De son côté, Jannik Sinner adopte une approche plus discrète, mais tout aussi structurée. Entouré d’une équipe attentive à la gestion de la charge de travail, l’Italien privilégie des phases de récupération combinant repos, soins et reprise progressive, plutôt que de longues coupures complètes.
Il a été aperçu à plusieurs reprises dans les Alpes italiennes durant l’intersaison, un environnement propice à la récupération en pleine nature, loin de l’agitation médiatique. Mais également à Dubaï dans les infrastructures du centre de performance créé par Patrick Mouratoglou.
Nutrition hors saison : relâchement contrôlé ou rigueur maintenue ?

La question de la nutrition traverse toutes ces stratégies de repos. Contrairement à certaines idées reçues, l’intersaison n’est pas synonyme de relâchement total.
Les recherches en nutrition sportive montrent que, même hors compétition, les besoins fondamentaux des athlètes restent similaires.
Les glucides demeurent la principale source d’énergie pour maintenir les réserves de glycogène, les protéines sont essentielles à la réparation musculaire, et les lipides de qualité, associés à un apport suffisant en micronutriments, jouent un rôle clé dans l’homéostasie et la récupération.
La différence réside davantage dans les quantités, la répartition des apports et la flexibilité accordée. Certains joueurs s’autorisent des écarts ponctuels, mais cette liberté est généralement réservée à ceux qui connaissent parfaitement leur corps et leurs réactions.
Pour la majorité, l’objectif reste un équilibre durable, sans privations extrêmes, afin de préserver à la fois la forme physique et le bien-être mental.
Des régimes à géométrie variable selon les profils et les corps
Les témoignages de joueurs illustrent cette diversité d’approches. Djokovic défend une alimentation anti-inflammatoire à base de plantes. Federer alternait discipline stricte et indulgence contrôlée.
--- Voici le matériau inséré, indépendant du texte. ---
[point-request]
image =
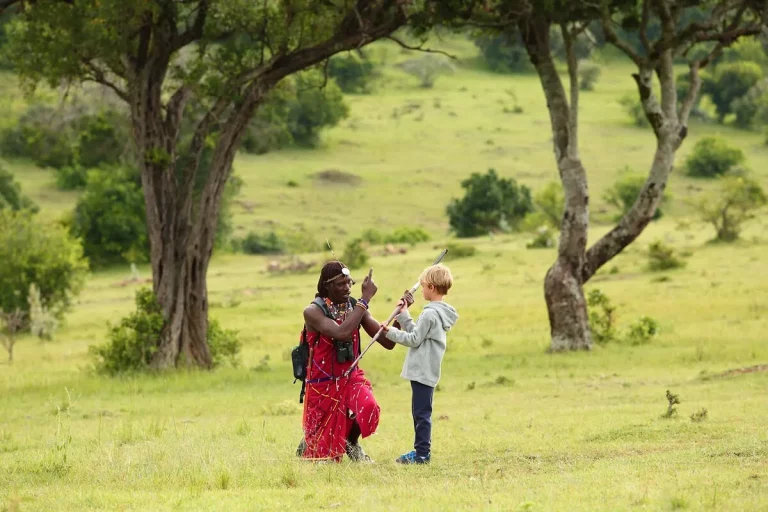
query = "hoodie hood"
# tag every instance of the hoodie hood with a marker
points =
(447, 314)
Nadal restait attaché à une cuisine méditerranéenne traditionnelle, en connaissant ses limites. Stefanos Tsitsipas a résumé cette réalité avec humour sur les réseaux sociaux, soulignant à sa manière l’importance des macronutriments dans un sport où chaque détail compte.
Carlos Alcaraz, de son côté, a expliqué avoir ajusté son alimentation sans pour autant suivre un régime rigide, augmentant sa consommation de poisson, réduisant la viande rouge et intégrant parfois des pâtes sans gluten avant les matchs, toujours sous la supervision de spécialistes.
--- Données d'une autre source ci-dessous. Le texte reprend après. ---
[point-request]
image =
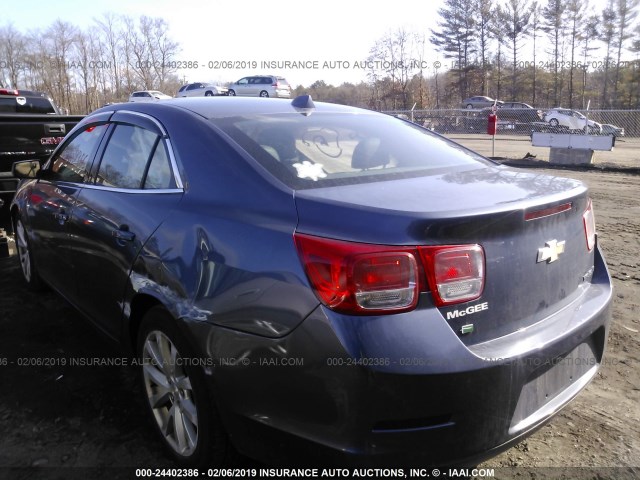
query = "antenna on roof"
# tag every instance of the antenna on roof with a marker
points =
(303, 104)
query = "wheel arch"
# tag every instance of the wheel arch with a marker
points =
(141, 303)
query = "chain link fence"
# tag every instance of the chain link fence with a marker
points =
(524, 121)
Richard Gasquet a souvent insisté sur la nécessité de s’accorder des plaisirs pour préserver l’équilibre psychologique. Andy Murray, enfin, a évoqué des apports caloriques très élevés durant sa carrière, allant jusqu’à plusieurs milliers de calories par jour, tout en reconnaissant que certaines expériences nutritionnelles, comme le sans-gluten, ne lui convenaient pas.
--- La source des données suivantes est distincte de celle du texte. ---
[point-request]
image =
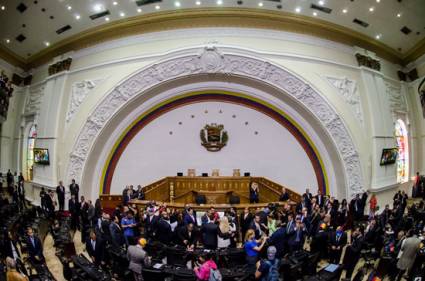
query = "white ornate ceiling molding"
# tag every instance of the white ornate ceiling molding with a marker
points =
(33, 102)
(396, 98)
(211, 61)
(79, 91)
(347, 89)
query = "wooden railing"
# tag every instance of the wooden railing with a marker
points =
(217, 190)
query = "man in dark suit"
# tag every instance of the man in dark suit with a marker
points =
(186, 236)
(94, 247)
(337, 241)
(60, 191)
(296, 240)
(34, 246)
(209, 234)
(74, 189)
(164, 234)
(74, 209)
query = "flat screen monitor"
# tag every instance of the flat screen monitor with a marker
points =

L’intersaison, clé de la performance durable
Ces exemples convergent vers une même conclusion : au plus haut niveau, il n’existe pas de recette universelle. L’alimentation, comme le repos, est un outil de performance qui doit être adapté à l’individu, à son métabolisme, à son histoire et à sa charge de travail.
L’intersaison, longtemps perçue comme un simple sas entre deux campagnes, s’impose aujourd’hui comme un pilier de la performance durable. Dans un tennis professionnel toujours plus exigeant, ces quelques semaines de repos conditionnent souvent la réussite des mois à venir.
À travers les parcours de Federer, Nadal, Djokovic, Murray, Sinner ou Alcaraz, se dessine une réalité complexe, faite d’équilibres fragiles, d’ajustements constants et de choix profondément personnels.
Au-delà du tennis, cette réflexion pourrait être élargie à d’autres sports à saison longue, comme le golf, le cyclisme ou le triathlon. Comparer les stratégies de récupération et de nutrition dans ces disciplines offrirait un éclairage précieux sur les liens profonds entre repos, alimentation et performance durable dans le sport de haut niveau.